When Models Disagree: Rethinking LLM Evaluation for Public Comment Analysis
A new arXiv paper, "When Models Disagree: Rethinking LLM Evaluation for Public Comment Analysis," published on May 29, 2026, addresses challenges in evaluating large language models (LLMs) used by federal agencies to categorize public comments. The authors highlight that current evaluation methods, which often focus on stance accuracy against small validated sets, cannot identify instances where different LLMs generate substantially different categorizations for the same public input. This discrepancy is critical because an LLM's organization of public records can influence policymakers' perceptions and which arguments gain traction. To counter this, the paper introduces an Interpretive Audit Pipeline. This pipeline leverages multi-model disagreement as a diagnostic tool for interpretive complexity, directing human reviewers to genuinely ambiguous public input. The researchers analyzed 1,260 public comments from a federal USDA docket using four distinct LLMs. Their findings indicate that thematic divergence between models was greater than variation within a single model due to prompt changes. Furthermore, an expert rubric, while seemingly resolving disagreements, often suppressed deeper interpretive differences rather than truly resolving them. A subsequent two-stage labeling study on a 40-comment subsample, involving four LLMs and a human annotator, revealed varied revision behaviors.

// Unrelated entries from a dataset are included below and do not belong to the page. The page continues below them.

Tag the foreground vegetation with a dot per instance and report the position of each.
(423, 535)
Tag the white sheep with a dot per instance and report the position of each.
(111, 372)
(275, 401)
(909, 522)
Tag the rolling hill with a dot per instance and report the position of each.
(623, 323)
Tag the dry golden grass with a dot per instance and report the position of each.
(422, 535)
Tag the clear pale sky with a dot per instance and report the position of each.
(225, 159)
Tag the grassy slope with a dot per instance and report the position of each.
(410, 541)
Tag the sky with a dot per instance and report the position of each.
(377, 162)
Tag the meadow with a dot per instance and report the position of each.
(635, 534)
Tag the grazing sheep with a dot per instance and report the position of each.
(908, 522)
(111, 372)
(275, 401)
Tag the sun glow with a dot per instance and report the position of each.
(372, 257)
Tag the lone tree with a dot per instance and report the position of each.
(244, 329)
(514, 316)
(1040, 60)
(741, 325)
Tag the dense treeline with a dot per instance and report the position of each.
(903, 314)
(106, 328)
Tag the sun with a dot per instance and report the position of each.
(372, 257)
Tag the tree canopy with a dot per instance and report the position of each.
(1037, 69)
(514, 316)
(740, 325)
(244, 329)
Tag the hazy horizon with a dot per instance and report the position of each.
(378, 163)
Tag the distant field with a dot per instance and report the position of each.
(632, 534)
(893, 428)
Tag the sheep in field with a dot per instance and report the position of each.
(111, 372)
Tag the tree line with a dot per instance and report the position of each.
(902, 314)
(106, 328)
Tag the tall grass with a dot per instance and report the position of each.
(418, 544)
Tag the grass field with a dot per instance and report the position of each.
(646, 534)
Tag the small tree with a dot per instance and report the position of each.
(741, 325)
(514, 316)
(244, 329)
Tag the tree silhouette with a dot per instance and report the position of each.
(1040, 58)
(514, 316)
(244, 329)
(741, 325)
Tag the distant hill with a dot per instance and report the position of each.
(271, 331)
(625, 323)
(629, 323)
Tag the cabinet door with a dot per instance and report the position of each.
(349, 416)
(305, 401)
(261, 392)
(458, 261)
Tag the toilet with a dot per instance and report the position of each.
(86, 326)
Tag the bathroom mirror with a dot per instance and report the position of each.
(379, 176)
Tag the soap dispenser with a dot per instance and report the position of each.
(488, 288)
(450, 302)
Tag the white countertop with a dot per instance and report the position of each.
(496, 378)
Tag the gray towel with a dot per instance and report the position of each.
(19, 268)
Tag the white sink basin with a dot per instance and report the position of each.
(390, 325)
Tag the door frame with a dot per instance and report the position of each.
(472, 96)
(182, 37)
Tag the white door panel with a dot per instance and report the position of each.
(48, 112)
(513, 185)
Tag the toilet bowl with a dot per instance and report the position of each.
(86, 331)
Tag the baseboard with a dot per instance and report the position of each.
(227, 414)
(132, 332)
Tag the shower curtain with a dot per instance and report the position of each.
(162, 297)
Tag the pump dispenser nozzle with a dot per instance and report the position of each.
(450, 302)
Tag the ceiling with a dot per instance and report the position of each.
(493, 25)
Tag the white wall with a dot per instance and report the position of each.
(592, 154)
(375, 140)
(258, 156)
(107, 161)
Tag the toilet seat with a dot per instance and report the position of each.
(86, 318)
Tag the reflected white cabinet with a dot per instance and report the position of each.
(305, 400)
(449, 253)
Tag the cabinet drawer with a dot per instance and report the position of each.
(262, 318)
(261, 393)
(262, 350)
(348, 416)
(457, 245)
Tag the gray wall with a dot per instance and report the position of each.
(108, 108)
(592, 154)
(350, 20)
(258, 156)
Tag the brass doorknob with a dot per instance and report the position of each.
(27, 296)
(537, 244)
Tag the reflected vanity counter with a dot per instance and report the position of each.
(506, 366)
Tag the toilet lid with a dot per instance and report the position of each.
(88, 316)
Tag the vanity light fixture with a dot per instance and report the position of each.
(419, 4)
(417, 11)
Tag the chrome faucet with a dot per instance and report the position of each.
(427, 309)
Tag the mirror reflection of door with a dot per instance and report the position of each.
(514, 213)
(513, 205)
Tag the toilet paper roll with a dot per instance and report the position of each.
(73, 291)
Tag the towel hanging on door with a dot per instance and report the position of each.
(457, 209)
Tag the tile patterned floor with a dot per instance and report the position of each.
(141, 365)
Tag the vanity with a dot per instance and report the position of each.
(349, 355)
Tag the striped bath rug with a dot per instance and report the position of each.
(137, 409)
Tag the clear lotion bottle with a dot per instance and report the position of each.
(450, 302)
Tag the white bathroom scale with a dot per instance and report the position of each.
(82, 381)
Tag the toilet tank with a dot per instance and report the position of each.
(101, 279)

Notably, the human annotator frequently introduced new framings during revisions that were absent from the collective output of the LLM ensemble, underscoring the nuanced nature of human interpretation in complex public discourse.
Developers building LLM-powered analysis tools must consider multi-model disagreement as a signal for interpretive complexity, guiding more robust evaluation and human-in-the-loop design.